As duas bombas atômicas lançadas pelos Estados Unidos sobre as cidades japonesas de Hiroshima e Nagasaki, em 1945, marcaram o fim da Segunda Guerra Mundial em sua fase asiática. Além de provocar a rendição do Japão, o ato também foi interpretado como uma demonstração do poder militar norte-americano diante da então União Soviética. Poucos anos depois, em 1949, os soviéticos testaram sua própria bomba atômica, respondendo à demonstração de força e inaugurando uma nova fase de rivalidade estratégica.

Décadas depois, o cenário geopolítico global continua sendo marcado por disputas entre grandes potências. A recente ação militar conjunta envolvendo Estados Unidos e Israel contra o Irã é vista por analistas como uma estratégia de defesa do Estado israelense, mas também como um sinal indireto direcionado a outras potências, especialmente à China. A mensagem seria a de que os Estados Unidos mantêm capacidade militar e presença estratégica em diversas regiões do mundo.

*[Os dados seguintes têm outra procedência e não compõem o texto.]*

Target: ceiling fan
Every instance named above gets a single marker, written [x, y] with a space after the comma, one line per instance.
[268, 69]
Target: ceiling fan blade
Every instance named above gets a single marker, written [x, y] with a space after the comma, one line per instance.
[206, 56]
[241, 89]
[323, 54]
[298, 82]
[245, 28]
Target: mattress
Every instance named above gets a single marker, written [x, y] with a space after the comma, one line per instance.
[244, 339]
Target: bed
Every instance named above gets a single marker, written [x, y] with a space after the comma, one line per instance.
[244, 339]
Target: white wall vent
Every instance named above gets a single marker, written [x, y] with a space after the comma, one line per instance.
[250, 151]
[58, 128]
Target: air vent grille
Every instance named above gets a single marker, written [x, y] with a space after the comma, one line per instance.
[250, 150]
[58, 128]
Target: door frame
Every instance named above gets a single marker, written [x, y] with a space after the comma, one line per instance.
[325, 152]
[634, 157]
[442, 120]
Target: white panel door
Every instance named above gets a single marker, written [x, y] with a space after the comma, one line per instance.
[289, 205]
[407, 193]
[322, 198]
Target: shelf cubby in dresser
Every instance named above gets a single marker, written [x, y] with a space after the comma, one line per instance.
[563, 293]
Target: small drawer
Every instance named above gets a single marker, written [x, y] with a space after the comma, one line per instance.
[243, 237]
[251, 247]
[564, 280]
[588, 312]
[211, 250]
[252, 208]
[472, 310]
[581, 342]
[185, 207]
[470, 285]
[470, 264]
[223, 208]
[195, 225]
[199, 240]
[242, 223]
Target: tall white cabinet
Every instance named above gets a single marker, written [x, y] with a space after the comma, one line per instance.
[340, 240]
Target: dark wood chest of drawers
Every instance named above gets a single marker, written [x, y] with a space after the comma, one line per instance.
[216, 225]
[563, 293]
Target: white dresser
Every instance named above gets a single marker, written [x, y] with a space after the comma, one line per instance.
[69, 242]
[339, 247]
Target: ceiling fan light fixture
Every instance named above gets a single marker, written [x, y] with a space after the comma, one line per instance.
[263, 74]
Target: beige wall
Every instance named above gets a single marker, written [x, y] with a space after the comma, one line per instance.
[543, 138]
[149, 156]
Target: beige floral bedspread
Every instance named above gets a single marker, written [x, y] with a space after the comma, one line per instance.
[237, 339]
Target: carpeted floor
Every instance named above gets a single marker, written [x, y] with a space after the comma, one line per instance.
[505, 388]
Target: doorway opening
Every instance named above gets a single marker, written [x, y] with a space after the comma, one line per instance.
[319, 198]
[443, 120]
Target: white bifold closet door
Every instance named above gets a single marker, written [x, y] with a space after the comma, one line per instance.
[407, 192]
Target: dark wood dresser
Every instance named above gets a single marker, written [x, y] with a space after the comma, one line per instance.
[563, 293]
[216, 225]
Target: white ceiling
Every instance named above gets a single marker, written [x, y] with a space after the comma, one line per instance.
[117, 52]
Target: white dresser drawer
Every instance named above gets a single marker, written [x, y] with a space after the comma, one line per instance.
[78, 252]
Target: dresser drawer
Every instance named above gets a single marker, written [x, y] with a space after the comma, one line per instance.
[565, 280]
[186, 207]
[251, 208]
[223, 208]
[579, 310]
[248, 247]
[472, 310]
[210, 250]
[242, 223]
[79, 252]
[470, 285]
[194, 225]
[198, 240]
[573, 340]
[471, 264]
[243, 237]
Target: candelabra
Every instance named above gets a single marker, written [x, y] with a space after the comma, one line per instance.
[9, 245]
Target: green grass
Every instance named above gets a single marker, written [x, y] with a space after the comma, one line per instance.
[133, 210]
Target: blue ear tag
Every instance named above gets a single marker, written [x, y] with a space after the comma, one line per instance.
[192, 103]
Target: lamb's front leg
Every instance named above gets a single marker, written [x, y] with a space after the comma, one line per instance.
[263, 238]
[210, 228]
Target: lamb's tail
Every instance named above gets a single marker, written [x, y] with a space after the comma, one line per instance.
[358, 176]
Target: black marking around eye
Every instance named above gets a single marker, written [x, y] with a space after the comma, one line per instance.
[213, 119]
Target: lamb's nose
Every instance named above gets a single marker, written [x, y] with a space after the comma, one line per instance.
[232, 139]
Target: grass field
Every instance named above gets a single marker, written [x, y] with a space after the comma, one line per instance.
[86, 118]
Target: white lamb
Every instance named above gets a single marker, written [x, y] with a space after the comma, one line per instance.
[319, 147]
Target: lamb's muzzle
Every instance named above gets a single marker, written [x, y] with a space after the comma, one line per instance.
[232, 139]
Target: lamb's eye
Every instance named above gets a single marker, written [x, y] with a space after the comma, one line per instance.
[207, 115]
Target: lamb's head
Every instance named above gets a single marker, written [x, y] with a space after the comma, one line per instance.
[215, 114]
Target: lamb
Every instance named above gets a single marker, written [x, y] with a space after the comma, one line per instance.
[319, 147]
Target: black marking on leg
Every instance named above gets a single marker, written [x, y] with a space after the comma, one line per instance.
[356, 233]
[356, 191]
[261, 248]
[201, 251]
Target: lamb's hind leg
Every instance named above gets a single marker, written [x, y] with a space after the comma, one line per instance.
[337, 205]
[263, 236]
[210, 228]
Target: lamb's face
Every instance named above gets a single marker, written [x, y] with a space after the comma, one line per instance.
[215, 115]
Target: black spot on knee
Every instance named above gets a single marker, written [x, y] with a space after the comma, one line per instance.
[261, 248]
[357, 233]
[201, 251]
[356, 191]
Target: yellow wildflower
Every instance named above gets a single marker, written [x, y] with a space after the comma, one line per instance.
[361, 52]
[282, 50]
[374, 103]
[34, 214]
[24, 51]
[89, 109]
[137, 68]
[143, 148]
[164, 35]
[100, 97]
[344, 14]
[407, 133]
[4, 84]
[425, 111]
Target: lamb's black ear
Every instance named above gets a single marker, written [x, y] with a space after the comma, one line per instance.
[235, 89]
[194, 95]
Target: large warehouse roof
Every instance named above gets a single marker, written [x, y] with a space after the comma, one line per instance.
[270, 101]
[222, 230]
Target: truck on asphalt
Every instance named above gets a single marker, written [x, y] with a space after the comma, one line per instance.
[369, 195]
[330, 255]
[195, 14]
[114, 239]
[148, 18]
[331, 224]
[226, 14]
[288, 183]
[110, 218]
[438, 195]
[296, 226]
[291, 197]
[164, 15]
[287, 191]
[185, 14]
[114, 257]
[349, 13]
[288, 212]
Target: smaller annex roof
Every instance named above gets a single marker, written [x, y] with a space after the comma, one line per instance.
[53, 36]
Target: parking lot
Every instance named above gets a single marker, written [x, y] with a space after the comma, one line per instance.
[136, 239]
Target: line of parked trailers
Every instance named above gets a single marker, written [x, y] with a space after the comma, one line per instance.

No campo econômico, os Estados Unidos ainda lideram o ranking mundial do Produto Interno Bruto (PIB), com cerca de US$ 33 trilhões. A China aparece em segundo lugar, com aproximadamente US$ 22 trilhões. Na sequência estão Japão, Alemanha e Índia. Esta última tem projeções de crescimento que podem levá-la, nos próximos anos, ao terceiro lugar entre as maiores economias do planeta.

O desempenho brasileiro, por outro lado, tem sido considerado modesto. Com crescimento de 2,3% no último ano, o país ocupa atualmente a 11ª posição entre as maiores economias do mundo. O Brasil já chegou a ser a sexta maior economia global, mas hoje aparece atrás de países como Canadá, Rússia e Itália, o que é visto como um resultado abaixo das expectativas para uma nação que busca ampliar sua influência diplomática.

O crescimento acelerado da economia chinesa nas últimas décadas tem provocado preocupação em diversas partes do mundo, especialmente nos Estados Unidos. A China consolidou-se como uma grande potência industrial, tornando-se conhecida como a “fábrica do mundo”. Produtos fabricados no país estão presentes em praticamente todos os mercados, desde os Estados Unidos até a Europa e outras regiões.

Enquanto isso, disputas por liderança tecnológica também ganham destaque. Em diversos setores de alta tecnologia, os chineses já competem diretamente com empresas e centros de pesquisa norte-americanos. Esse avanço econômico e industrial tem sido acompanhado com atenção por Washington, que vê sua liderança global cada vez mais desafiada em um cenário internacional marcado por competição econômica, tecnológica e militar.